I bought a metal steamer, filled it partially with the smoking mixture - Smoking Foods , and smoked my meat – and it was absolutely marvellous. You have to decide whether you are going to ‘hot’ smoke the food or ‘cold’ smoke the food – I chose initially to hot smoke the food, and the results were stunning.
So this is what I did.
Fig 1 - a metal steamer.
I bought a metal steamer (Fig 1) from the Asian store, but there are many other utensils that can be used going from the very simple (like I did) to the more complicated smokers that can be bought commercially - Misty Gully .
I initially chose to smoke using an 'Oolong tea' smoking mixture, which consisted of long grain rice, oil, sugar, spices and some Oolong tea (Fig 2).
Fig 2 - the long grain rice plus sugar, tea and spices in the base of the steamer.
But the range of substances that can be used is enormous. If you desire to give a ‘wood’ smoke flavour to the food, then apple wood (Fig 3),
Fig 3 - apple wood chips from Misty Gully.
hickory and other woods can be used. One must ensure that the wood is free from insecticides, the wood is in a fine chip form, and the wood is completely wet before smoking is begun.
I chose initially to smoke quail meat Fig 4. Quail is not a thick meat and therefore the amount of time that it is smoked is relatively short.
Fig 4 - quail prior to deboning.
What I did was to butterfly and then debone the quail (Fig 5),
Fig 5 - the quail deboned.
marinate it in a pepper, salt, mandarin and ginger mixture (Fig 6),
Fig 6 - quail marinated in pepper,salt, ginger and mandarin peel.

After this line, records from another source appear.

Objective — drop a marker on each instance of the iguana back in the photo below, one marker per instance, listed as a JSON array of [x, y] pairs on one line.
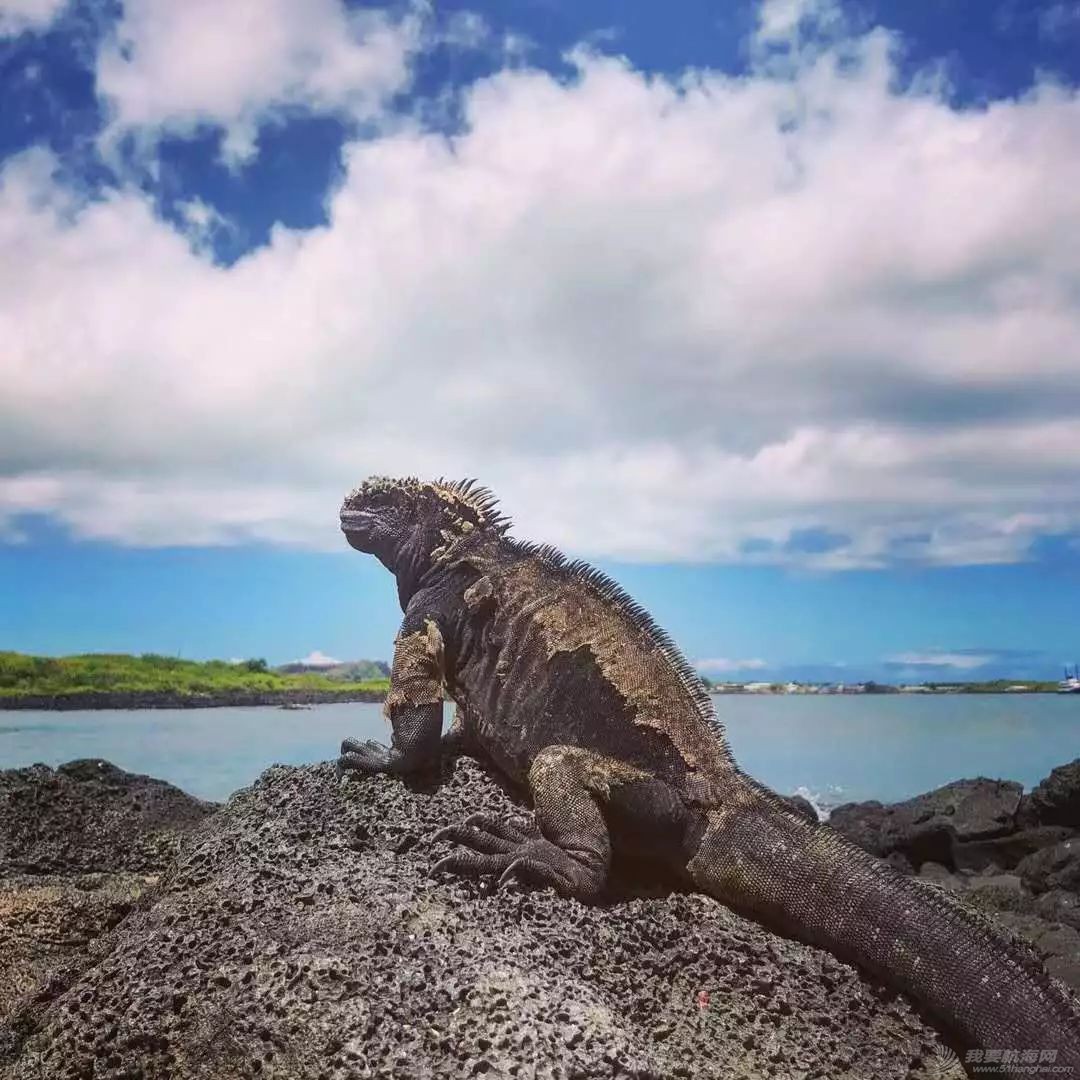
[[568, 687]]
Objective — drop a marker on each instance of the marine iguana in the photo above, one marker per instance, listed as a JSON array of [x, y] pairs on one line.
[[571, 691]]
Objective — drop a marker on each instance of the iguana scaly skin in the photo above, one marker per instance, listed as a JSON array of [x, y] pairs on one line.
[[572, 692]]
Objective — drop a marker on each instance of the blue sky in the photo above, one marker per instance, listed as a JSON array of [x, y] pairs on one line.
[[770, 312]]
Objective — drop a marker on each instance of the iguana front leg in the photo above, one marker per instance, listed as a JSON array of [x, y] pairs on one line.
[[568, 846], [414, 705]]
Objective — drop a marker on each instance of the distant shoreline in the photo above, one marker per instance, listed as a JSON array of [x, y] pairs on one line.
[[169, 699]]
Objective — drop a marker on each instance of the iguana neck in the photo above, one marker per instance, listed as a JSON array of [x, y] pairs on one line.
[[409, 562]]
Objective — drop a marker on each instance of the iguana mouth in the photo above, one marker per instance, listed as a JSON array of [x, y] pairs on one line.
[[355, 521]]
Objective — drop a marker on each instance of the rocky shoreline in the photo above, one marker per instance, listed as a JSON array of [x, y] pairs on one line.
[[297, 932], [158, 699]]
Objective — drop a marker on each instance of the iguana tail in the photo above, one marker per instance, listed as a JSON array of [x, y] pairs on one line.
[[808, 881]]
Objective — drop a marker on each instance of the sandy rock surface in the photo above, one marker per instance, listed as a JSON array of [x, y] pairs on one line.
[[300, 935]]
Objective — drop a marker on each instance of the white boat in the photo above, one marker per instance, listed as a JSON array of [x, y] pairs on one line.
[[1071, 683]]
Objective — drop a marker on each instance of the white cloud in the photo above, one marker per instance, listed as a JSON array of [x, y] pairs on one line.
[[781, 21], [19, 15], [961, 661], [318, 659], [171, 68], [727, 664], [662, 320]]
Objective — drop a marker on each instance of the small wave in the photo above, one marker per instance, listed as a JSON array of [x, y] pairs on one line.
[[823, 802]]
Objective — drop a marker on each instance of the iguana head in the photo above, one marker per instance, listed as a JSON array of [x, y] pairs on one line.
[[413, 520]]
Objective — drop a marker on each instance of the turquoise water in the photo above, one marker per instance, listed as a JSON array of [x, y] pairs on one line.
[[832, 748]]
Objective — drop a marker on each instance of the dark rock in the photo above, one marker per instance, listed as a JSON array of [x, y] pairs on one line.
[[266, 955], [943, 876], [1004, 852], [79, 846], [1056, 799], [1056, 867], [1058, 905], [1056, 945], [928, 826], [89, 817]]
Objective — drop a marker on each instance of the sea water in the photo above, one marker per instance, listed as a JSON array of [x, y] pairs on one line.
[[831, 748]]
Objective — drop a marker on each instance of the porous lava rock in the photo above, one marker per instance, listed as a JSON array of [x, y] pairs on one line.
[[1056, 799], [89, 817], [926, 828], [300, 934], [79, 845]]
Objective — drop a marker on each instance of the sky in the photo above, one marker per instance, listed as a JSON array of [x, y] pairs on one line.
[[770, 309]]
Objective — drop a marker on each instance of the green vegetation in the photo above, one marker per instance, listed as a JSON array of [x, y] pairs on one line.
[[996, 686], [118, 673]]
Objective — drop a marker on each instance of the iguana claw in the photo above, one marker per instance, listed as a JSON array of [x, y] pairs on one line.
[[509, 849]]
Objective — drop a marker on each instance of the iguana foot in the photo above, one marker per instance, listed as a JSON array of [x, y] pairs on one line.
[[367, 756], [510, 849]]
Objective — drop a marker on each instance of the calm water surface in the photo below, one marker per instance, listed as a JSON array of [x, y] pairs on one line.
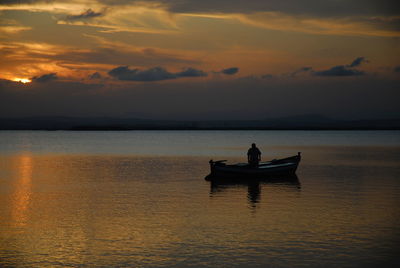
[[139, 199]]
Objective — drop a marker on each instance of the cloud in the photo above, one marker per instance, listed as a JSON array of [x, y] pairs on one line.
[[230, 71], [339, 70], [95, 75], [343, 70], [357, 62], [88, 14], [305, 7], [301, 70], [267, 76], [152, 74], [175, 100], [45, 78], [191, 72]]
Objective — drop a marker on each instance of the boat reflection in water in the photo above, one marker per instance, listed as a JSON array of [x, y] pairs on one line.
[[254, 186]]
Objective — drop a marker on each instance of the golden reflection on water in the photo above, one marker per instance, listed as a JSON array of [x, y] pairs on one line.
[[23, 190], [101, 210]]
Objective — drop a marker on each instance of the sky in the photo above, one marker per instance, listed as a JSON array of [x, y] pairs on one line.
[[196, 60]]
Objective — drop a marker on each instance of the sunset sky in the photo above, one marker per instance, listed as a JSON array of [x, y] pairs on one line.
[[188, 59]]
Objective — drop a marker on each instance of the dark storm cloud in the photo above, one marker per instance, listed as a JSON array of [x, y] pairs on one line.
[[45, 78], [333, 8], [357, 62], [88, 14], [230, 71], [152, 74]]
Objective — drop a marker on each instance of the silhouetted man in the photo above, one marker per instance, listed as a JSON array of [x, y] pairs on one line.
[[253, 155]]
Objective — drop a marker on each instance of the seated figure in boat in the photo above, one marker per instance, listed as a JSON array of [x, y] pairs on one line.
[[253, 155]]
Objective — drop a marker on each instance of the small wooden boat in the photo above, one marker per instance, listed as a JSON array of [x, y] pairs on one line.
[[276, 168]]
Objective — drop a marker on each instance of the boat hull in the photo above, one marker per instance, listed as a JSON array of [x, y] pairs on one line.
[[277, 168]]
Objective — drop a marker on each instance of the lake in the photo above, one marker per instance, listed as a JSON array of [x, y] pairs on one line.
[[139, 199]]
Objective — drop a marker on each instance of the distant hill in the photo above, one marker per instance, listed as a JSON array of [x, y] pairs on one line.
[[306, 122]]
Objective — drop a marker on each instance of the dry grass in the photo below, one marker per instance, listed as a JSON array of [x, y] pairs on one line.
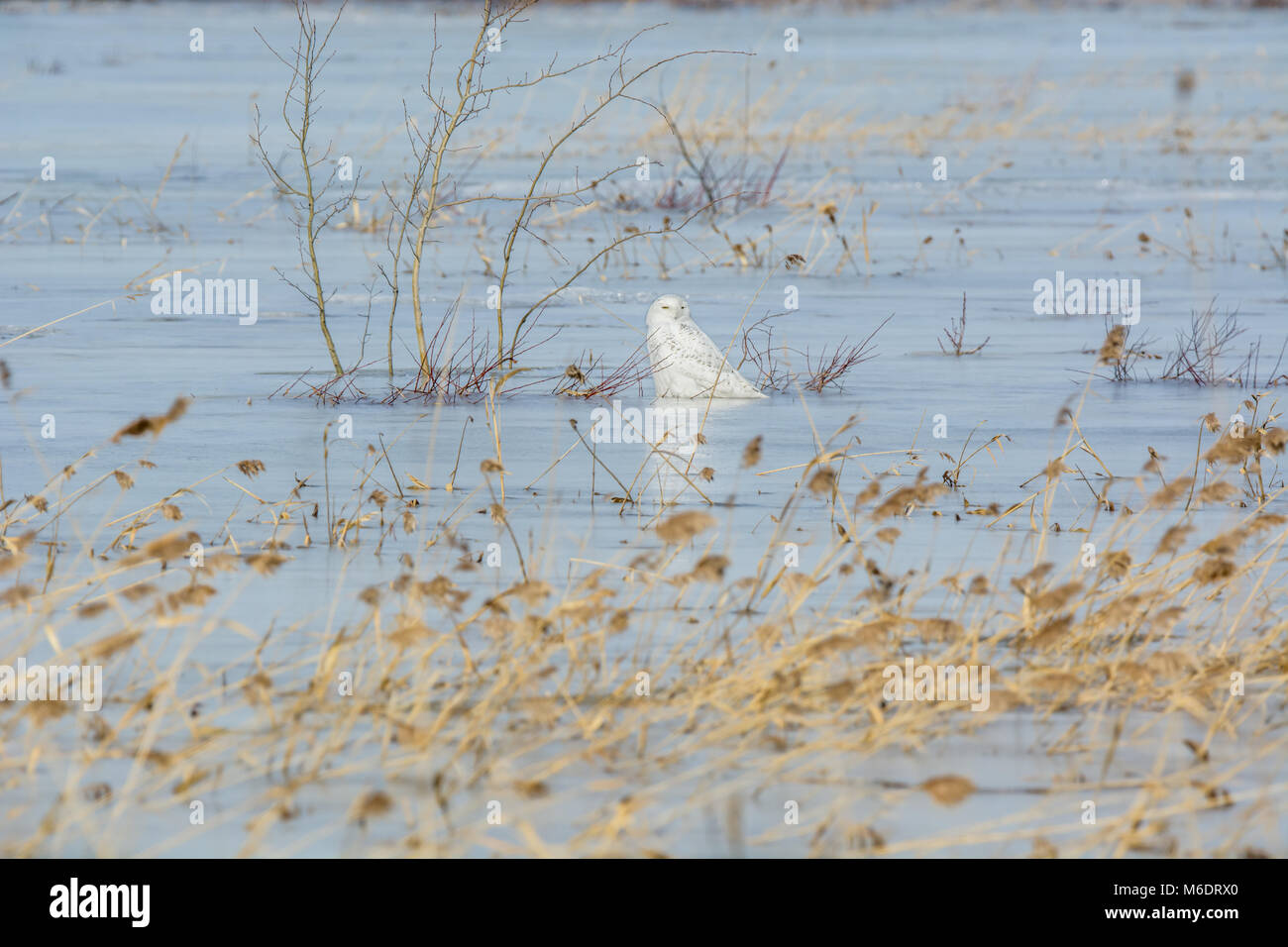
[[608, 705]]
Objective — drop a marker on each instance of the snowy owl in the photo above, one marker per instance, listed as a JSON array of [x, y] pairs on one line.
[[686, 363]]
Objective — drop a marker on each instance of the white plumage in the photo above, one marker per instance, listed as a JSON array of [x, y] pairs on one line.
[[684, 360]]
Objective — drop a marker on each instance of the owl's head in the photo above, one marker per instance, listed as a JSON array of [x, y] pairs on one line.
[[669, 308]]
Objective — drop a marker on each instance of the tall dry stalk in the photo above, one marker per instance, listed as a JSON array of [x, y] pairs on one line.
[[313, 210]]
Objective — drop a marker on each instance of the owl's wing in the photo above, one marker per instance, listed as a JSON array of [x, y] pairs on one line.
[[692, 352]]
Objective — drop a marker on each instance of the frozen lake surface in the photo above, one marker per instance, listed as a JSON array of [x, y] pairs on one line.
[[1113, 163]]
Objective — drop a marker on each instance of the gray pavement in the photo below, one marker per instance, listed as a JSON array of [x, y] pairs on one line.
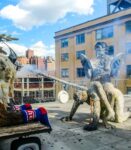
[[71, 136]]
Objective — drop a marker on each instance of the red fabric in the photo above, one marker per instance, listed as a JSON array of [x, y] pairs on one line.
[[27, 105], [43, 110], [30, 115]]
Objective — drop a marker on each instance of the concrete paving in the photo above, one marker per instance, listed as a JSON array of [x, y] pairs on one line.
[[71, 136]]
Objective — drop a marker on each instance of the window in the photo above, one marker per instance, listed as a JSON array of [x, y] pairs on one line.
[[104, 33], [64, 73], [128, 71], [64, 57], [80, 38], [128, 26], [128, 48], [64, 43], [128, 90], [110, 50], [78, 53], [80, 72]]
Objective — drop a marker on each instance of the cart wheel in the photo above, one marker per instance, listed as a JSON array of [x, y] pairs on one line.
[[31, 143]]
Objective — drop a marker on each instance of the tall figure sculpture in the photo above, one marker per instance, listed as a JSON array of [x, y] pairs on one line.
[[99, 72]]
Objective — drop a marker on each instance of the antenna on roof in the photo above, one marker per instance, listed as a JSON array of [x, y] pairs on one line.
[[117, 5]]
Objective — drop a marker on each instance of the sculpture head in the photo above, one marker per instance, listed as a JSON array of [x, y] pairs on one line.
[[100, 48], [9, 74], [2, 51]]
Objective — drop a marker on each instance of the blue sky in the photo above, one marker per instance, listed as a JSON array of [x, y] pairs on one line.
[[34, 22]]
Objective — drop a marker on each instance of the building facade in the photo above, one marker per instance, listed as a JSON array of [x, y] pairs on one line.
[[114, 29], [28, 87]]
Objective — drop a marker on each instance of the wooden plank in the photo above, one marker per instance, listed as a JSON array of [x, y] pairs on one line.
[[23, 130]]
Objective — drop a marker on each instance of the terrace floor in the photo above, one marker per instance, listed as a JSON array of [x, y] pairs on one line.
[[71, 136]]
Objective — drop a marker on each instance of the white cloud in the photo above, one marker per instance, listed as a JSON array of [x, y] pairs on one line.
[[29, 13], [19, 49], [40, 49]]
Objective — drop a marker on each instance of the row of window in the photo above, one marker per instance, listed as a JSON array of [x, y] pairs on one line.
[[80, 72], [101, 34], [65, 72], [65, 56]]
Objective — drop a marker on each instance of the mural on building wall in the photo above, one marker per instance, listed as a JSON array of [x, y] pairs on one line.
[[106, 101]]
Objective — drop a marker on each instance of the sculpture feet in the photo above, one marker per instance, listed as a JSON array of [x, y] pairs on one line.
[[111, 116], [109, 126], [90, 127], [67, 118]]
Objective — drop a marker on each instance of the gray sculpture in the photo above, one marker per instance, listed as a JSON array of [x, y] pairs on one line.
[[100, 71], [104, 67]]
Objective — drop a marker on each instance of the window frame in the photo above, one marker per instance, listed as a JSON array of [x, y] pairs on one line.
[[80, 52], [64, 58], [64, 42], [66, 74], [103, 31], [80, 38]]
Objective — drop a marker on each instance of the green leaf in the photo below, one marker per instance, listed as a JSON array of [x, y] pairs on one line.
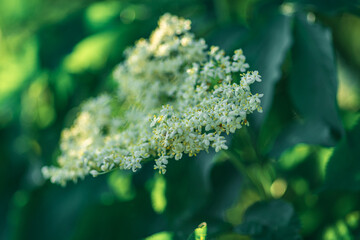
[[343, 169], [312, 87], [313, 81], [275, 220], [265, 52], [204, 193]]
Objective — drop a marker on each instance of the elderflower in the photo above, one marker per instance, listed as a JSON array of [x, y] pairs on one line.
[[174, 99]]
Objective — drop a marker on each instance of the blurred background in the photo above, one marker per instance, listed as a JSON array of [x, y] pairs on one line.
[[304, 149]]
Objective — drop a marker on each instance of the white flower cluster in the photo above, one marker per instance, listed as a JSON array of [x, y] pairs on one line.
[[174, 98]]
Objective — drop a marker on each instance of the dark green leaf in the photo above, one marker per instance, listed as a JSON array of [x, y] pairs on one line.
[[312, 88], [273, 220], [265, 52], [343, 169]]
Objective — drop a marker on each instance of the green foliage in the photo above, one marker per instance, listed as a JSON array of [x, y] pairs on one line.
[[304, 148]]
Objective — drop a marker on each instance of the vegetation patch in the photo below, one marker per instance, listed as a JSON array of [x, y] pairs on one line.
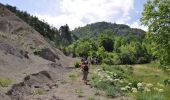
[[79, 92]]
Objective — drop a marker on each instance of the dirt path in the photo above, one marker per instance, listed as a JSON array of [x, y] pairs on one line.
[[75, 89]]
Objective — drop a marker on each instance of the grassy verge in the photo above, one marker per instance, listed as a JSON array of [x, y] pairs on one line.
[[137, 81]]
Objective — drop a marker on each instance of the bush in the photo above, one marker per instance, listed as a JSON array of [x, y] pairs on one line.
[[5, 82], [150, 96], [77, 65]]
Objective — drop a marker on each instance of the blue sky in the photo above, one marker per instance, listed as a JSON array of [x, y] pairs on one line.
[[77, 13]]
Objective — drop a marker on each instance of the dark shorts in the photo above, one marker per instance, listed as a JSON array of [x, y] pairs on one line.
[[85, 73]]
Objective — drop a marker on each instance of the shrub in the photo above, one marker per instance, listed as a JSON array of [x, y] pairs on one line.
[[5, 82], [38, 91], [111, 91], [79, 92], [91, 98], [100, 84], [150, 96]]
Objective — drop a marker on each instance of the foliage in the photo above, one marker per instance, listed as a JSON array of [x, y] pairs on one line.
[[111, 91], [156, 17], [79, 92], [61, 37], [127, 79], [95, 29], [38, 91], [111, 49], [5, 82], [150, 96], [77, 65]]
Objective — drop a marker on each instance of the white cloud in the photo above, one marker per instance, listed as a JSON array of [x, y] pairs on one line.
[[80, 12], [137, 24]]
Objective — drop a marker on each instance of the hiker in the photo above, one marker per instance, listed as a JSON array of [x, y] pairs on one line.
[[85, 69]]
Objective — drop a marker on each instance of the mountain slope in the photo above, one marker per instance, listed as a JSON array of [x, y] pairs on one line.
[[95, 29], [26, 53]]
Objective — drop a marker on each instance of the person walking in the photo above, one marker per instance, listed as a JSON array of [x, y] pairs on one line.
[[85, 69]]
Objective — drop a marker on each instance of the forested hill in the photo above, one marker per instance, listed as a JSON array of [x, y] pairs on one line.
[[61, 36], [95, 29]]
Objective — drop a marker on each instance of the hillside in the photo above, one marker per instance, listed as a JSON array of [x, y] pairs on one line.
[[95, 29], [57, 36], [27, 59]]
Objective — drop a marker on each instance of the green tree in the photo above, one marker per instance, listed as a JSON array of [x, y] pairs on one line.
[[156, 16]]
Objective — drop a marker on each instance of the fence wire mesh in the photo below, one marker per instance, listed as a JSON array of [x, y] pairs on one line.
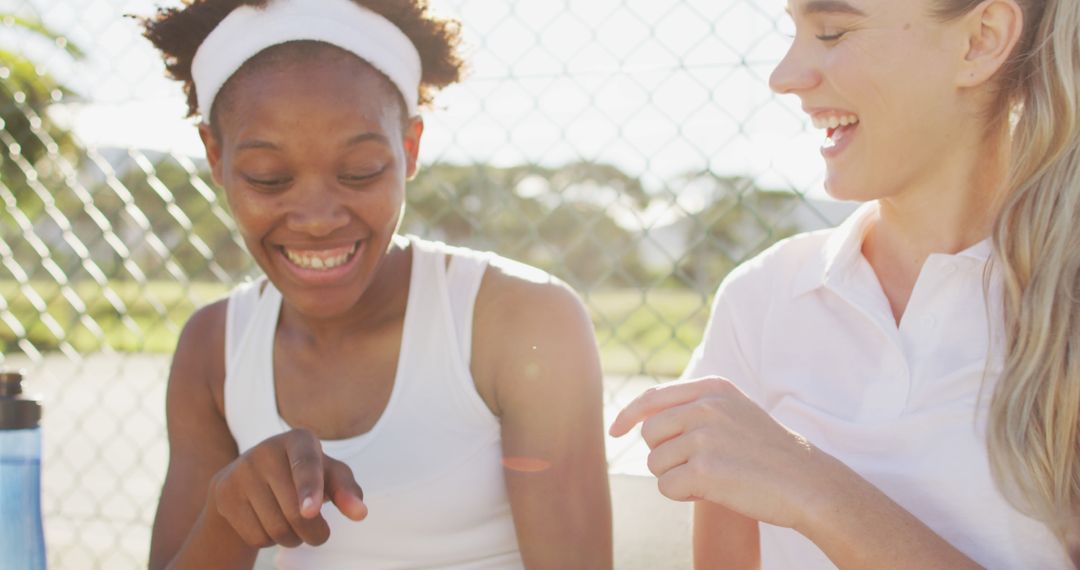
[[631, 147]]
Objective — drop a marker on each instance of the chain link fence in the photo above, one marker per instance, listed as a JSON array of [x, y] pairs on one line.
[[631, 147]]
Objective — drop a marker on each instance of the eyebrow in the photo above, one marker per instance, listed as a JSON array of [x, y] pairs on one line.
[[257, 144], [828, 7]]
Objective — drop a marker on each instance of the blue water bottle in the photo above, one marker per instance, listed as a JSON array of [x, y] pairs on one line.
[[22, 540]]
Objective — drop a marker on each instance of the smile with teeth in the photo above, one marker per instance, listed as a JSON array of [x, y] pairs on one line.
[[834, 121], [320, 259]]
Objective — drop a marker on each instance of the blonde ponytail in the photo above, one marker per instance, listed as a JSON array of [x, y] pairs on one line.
[[1034, 431]]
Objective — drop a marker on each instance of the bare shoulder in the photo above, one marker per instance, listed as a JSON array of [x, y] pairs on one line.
[[531, 335], [518, 296], [199, 361]]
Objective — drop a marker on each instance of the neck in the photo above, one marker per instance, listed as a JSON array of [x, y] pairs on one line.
[[946, 212], [383, 300]]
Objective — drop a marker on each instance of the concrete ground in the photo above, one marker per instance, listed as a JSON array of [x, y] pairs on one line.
[[105, 456]]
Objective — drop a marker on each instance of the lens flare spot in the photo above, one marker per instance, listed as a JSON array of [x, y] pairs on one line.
[[524, 464]]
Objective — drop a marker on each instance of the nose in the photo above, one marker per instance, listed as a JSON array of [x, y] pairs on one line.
[[318, 212], [795, 72]]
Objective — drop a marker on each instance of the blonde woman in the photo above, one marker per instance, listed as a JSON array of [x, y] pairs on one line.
[[902, 391]]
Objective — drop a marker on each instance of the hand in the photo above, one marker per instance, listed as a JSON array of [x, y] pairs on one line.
[[710, 442], [273, 493]]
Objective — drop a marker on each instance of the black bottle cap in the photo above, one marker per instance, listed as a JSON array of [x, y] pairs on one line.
[[16, 411]]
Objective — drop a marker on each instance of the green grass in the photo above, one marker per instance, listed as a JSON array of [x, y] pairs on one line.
[[638, 331]]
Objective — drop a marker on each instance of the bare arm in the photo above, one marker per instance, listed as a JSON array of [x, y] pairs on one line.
[[536, 347], [218, 507], [199, 446], [711, 443], [725, 539]]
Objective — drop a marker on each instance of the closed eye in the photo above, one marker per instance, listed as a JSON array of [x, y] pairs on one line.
[[268, 184], [354, 179]]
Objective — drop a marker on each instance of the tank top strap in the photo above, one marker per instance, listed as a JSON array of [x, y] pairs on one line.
[[240, 310], [463, 279]]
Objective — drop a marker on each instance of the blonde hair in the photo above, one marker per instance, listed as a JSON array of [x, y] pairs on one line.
[[1034, 422]]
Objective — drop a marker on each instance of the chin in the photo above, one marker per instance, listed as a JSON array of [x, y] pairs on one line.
[[319, 307], [847, 190]]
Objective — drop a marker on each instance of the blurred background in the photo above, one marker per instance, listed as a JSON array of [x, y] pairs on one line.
[[630, 147]]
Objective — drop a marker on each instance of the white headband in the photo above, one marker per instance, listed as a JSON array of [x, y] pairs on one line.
[[248, 30]]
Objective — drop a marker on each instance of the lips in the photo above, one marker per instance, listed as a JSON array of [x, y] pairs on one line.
[[324, 259]]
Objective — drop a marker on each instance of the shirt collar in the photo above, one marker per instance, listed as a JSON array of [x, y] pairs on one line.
[[845, 244]]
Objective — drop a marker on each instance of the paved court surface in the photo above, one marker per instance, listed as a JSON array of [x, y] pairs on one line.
[[105, 457]]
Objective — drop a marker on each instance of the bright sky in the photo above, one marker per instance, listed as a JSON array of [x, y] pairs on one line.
[[658, 89]]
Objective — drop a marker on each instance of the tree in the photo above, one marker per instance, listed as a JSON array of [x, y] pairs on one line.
[[26, 92]]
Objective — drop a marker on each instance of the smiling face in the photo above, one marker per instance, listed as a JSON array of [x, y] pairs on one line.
[[879, 78], [313, 154]]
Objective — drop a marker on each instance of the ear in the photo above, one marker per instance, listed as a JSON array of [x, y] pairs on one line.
[[413, 134], [994, 29], [213, 147]]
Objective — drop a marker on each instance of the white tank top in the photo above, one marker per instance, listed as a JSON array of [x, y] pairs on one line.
[[431, 467]]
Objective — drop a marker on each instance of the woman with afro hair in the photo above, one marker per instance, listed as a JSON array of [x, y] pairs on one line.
[[459, 390]]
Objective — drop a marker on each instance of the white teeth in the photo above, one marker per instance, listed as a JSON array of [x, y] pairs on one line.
[[834, 121], [312, 261]]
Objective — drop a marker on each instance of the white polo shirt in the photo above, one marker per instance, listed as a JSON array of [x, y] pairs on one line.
[[806, 330]]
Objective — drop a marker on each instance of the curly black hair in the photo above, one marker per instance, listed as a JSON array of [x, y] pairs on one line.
[[177, 32]]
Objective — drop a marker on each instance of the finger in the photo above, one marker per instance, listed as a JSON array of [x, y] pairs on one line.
[[306, 463], [313, 531], [342, 489], [669, 423], [246, 525], [680, 484], [659, 398], [670, 455], [270, 516]]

and then after about one hour, clean off the marinating mixture (Fig 7),
Fig 7 - the marinating mixture washed off, the quail dryed and placed in the steamer.
and smoke it (Fig 8,9,10,11). The smoking mixture was placed in the base of the steamer; the heat was turned on and I waited till I began to see some steam coming off the smoking mixture. I then placed the container with the meat on top of the smoking mixture containing base, put on the lid, and the smoking was done for a period of 5 minutes and the smoking continued with the flame turned off for a further 5 minutes – at the end of this time – the meat had a distinct but subtle Oolong tea flavour to it.
Fig 8 - once smoke begins to emerge from the steamer, the lid is placed on, and the heat is continued for another 5 minutes.
Fig 9 - the steamer opened at the conclusion of 5 minutes with the heat on, and 5 minutes with the heat turned off.
Fig 10 - the quail taken out of the steamer.
Fig 11 - the quail meat divided into two ready for final frying and serving.
Fig 12 - final brief frying of the quail prior to serving.
Just before serving, I placed the meat in a hot frying pan for just one minute (Fig 12) to heat up and crisp the quail, and then the quail was eaten.
Possible health danger.
I suppose that one reason that 'held me back' from smoking food was the possibility of a health danger - after all, eating smoked food is akin to smoking a cigarette Ask the Experts: The dangers of barbecued meat . But on looking through some of the published literature on smoking food, it appears that long smoking with certain dry woods can give a slightly higher health risk than you would get from other cooking methods. From my own point of view - short hot smoking using materials other than wood for the smoking mixture, pose little danger of any health risk occuring. You can definitely find out more on this subject by reading the abundant articles on the internet.